Прилетев на помощь сыну, как добрый ангел, Екатерина Михайловна окинула немного удивленным взглядом уютный коттедж, вздохнула, отметив про себя, что для одного такой дом слишком велик, и тут же переключилась на внучку. Сердце ее радовалось, замечая черты сходства малышки с отцом. Носик как у Сережи, и разрез глаз похож, а походка точно его, слегка вразвалочку! Фамильные черты Ермаковых проявлялись и в характере ребенка: доброта и улыбчивость сочетались невероятным образом с упрямством и упорством.

Наступил второй вечер после приезда спасительницы. За окнами сгустились поздние летние сумерки. Через открытую форточку доносились запахи свежескошенной травы и каких-то цветов, смешиваясь с ароматами кухни, где уже привычно командовала кастрюлями и сковородками хозяйская матушка.
- Ну что, уложил? – поинтересовалась Екатерина Михайловна, обернувшись на вошедшего в кухню сына и помешивая ложкой в кастрюле готовящийся суп.
- Ага. Сдал дежурство незаменимому Бане. Теперь его очередь показывать ребенку цветные сны.
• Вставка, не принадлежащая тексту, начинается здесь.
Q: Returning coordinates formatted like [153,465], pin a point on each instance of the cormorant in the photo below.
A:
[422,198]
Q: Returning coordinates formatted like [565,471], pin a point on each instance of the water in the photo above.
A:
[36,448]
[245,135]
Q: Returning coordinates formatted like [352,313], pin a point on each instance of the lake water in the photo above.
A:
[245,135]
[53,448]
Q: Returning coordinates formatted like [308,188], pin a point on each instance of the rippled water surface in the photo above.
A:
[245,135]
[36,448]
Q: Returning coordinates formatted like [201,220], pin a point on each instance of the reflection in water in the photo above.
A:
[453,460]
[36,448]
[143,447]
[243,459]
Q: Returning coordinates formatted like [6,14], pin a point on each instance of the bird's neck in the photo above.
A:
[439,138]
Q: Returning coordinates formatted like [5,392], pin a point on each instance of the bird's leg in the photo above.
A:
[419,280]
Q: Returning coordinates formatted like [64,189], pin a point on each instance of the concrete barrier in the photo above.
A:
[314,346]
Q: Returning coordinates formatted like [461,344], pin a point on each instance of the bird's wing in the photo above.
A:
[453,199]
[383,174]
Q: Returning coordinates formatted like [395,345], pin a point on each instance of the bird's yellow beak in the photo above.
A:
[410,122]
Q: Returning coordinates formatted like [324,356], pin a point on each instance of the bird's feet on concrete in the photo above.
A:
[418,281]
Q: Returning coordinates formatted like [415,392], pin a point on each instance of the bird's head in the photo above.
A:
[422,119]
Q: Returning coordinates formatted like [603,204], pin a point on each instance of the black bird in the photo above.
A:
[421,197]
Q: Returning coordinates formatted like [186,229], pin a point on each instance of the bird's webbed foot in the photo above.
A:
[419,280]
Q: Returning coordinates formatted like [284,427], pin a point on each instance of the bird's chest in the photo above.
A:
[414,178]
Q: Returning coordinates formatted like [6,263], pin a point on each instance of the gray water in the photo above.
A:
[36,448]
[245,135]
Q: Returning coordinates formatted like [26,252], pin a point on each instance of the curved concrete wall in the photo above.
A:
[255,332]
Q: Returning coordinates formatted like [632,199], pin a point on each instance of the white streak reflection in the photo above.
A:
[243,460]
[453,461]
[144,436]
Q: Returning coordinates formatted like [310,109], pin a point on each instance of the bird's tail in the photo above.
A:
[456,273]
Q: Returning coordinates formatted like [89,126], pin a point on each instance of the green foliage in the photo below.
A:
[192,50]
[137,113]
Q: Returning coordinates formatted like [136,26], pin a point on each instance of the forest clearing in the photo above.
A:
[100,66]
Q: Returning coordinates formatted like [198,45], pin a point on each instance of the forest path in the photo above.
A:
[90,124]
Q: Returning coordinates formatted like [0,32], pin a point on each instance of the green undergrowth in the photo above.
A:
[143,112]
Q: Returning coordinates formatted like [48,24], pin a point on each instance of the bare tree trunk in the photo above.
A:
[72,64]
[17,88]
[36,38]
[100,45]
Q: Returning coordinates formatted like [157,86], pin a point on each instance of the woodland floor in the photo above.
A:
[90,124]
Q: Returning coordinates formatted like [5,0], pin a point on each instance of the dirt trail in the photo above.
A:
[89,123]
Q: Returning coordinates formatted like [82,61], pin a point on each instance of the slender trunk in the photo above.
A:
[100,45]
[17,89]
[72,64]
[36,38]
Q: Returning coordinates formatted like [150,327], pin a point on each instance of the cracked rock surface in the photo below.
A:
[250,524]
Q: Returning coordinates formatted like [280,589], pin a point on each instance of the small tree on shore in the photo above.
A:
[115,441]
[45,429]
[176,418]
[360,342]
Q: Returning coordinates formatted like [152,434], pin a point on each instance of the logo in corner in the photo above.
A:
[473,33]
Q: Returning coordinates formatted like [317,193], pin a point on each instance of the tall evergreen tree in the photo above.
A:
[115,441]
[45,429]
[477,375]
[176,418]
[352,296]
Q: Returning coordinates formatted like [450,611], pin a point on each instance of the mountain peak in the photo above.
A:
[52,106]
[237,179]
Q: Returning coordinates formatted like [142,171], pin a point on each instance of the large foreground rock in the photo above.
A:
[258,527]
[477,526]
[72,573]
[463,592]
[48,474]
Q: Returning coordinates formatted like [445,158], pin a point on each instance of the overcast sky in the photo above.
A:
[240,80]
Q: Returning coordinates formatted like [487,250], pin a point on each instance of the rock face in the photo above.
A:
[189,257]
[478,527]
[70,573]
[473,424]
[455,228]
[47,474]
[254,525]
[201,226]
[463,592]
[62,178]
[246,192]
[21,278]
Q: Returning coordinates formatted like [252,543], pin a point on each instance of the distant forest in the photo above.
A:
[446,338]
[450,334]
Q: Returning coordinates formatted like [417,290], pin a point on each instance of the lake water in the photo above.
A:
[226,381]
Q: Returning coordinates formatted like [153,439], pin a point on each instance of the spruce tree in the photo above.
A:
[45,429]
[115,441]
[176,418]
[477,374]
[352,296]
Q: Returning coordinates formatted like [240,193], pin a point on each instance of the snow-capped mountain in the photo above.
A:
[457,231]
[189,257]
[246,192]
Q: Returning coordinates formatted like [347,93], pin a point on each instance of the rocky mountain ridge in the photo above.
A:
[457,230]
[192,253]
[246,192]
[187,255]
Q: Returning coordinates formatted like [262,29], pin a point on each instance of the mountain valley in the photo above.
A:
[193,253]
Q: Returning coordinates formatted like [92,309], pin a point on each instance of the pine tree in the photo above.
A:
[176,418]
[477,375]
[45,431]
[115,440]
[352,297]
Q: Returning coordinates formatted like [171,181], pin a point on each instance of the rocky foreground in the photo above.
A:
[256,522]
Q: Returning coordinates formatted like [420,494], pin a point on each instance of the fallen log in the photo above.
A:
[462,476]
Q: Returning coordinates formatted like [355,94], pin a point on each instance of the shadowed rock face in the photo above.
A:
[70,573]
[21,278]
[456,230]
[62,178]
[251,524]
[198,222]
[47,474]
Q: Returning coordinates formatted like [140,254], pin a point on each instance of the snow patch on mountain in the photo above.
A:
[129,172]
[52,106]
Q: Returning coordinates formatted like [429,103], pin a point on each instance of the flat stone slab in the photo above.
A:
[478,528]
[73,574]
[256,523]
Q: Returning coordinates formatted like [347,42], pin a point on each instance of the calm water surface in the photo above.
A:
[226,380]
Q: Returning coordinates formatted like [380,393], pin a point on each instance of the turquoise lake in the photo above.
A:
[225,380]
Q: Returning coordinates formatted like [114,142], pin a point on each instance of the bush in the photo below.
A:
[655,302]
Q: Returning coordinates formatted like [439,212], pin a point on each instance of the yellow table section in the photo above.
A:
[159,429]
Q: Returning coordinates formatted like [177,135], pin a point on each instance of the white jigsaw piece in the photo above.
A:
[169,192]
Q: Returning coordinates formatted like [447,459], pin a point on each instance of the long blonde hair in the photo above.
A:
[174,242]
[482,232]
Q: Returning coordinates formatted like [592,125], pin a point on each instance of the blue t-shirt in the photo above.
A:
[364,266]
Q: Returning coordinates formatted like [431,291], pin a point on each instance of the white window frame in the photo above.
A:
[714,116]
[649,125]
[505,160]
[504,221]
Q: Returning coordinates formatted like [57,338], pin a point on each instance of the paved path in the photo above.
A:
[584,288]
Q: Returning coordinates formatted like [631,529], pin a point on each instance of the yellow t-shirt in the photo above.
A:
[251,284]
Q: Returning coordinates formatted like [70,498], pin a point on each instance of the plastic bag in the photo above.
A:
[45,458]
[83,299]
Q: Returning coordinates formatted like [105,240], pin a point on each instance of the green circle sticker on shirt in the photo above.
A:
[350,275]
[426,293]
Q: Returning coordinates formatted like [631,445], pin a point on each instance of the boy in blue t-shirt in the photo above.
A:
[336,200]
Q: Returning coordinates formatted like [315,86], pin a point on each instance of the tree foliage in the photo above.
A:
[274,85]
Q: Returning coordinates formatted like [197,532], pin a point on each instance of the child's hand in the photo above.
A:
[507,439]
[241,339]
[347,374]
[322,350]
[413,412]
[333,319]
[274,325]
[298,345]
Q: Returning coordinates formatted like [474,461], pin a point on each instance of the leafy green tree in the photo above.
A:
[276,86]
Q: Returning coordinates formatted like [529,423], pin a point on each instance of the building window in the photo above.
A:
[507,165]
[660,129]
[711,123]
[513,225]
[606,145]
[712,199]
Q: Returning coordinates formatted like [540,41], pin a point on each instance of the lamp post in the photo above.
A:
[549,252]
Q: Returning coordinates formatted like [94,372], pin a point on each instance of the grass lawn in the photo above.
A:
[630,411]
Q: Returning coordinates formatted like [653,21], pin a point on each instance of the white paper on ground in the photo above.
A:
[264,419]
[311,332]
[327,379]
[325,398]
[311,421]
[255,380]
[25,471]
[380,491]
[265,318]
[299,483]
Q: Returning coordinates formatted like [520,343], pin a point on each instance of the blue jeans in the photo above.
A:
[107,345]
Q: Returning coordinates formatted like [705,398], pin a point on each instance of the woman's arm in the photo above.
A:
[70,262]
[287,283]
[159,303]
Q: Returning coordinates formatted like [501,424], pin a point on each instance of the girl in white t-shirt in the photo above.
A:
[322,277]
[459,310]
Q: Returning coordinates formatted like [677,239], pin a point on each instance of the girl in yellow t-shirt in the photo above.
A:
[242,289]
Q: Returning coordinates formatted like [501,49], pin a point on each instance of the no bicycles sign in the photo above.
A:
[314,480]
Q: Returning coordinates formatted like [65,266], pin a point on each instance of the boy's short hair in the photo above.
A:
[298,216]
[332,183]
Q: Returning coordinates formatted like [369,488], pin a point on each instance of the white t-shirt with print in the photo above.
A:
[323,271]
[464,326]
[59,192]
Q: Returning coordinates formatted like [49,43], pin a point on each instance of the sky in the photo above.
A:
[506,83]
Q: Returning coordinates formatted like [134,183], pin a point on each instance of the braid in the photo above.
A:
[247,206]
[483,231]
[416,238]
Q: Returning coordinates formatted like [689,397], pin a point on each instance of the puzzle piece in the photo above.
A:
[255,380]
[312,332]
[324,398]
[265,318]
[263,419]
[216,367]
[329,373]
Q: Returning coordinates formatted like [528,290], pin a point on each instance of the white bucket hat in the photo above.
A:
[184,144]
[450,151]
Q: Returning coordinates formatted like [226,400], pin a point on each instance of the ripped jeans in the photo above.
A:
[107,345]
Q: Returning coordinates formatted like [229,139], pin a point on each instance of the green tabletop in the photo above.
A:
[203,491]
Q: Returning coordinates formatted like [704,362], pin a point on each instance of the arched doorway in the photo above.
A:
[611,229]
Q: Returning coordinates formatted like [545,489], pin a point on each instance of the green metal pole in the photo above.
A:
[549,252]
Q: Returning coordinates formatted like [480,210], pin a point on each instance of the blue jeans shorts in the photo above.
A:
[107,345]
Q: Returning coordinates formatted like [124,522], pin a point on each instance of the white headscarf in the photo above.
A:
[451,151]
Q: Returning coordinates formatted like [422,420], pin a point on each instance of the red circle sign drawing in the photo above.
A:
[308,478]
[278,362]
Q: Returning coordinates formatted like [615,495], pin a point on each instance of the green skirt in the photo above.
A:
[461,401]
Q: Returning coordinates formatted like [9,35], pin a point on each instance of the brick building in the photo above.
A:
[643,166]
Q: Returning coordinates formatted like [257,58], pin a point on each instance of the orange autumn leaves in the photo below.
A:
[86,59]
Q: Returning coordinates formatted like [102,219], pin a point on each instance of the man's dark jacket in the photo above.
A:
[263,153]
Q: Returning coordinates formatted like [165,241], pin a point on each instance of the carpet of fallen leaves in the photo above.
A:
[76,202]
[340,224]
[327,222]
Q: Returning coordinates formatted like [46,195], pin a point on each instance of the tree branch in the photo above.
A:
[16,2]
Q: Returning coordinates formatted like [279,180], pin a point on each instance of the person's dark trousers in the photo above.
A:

Сергей присел за кухонный стол и с усталым видом потер ладонями лицо. Кололась щетина. Неужели он с утра забыл побриться? Во как замотался! В последние несколько дней у него голова шла кругом от проблем с Машенькой, с Тоней, с работой… Какое счастье, что приехала мама и подставила свое крепкое плечо! О чем он тут же и сообщил:
- Спасибо, мам. Без тебя бы я просто пропал!
- Ну, для того семья и существует, чтобы помочь в трудный момент, - улыбнулась Екатерина Михайловна, закрыла кастрюлю крышкой и села напротив сына. – Ты мне лучше скажи, что у вас с Тоней.
- А что у нас с Тоней? – дернул плечом Сергей и недовольно поморщился. – Холодная война у нас с Тоней. Мне большого труда стоило добиться права общаться с собственной дочерью. Если бы не припугнул ее судом, то не видать бы мне Маши никогда. Вот такие вот дела, мама. Этот сероглазый ангел оказался упрямым, как осел, и гордым, как индюк.
- Но ведь ты ж ее любишь…
- Люблю, - кивнул сын и со вздохом опустил голову, - а толку? Нужна ей моя любовь! Ей от меня только ребенок был нужен. А у меня тоже есть гордость! И выпрашивать у нее крохи любви, как нищий милостыню, я не собираюсь. Пусть живет, как хочет. Мне главное Машутку видеть почаще. Теперь она -главная женщина в моей жизни!
- Ой, ребята, ребята, - сокрушенно качала головой Екатерина Михайловна, - что-то накрутили-навертели вы в своей жизни, что теперь выпутаться не можете! Вы уж разберитесь как-нибудь, а то Машенька растет, скоро все понимать будет. А дети ведь любую ложь, любую фальшь мгновенно улавливают.

                ***
Уложив свои нехитрые пожитки в пакет, Тоня медленно вышла на больничное крыльцо. Идти было трудно: послеоперационный рубец на животе ныл и тянул, а еще сильно чесался. Но воздух свободы, лишенный приторного запаха лекарств и дезинфекции, не отравленный ароматами больничной пищи, мгновенно наполнил не только легкие девушки свежим кислородом, но и душу радостью. Сейчас она поедет домой, наконец прижмет к себе Машутку! Вот только сообразить бы, как и на чем доехать до дома.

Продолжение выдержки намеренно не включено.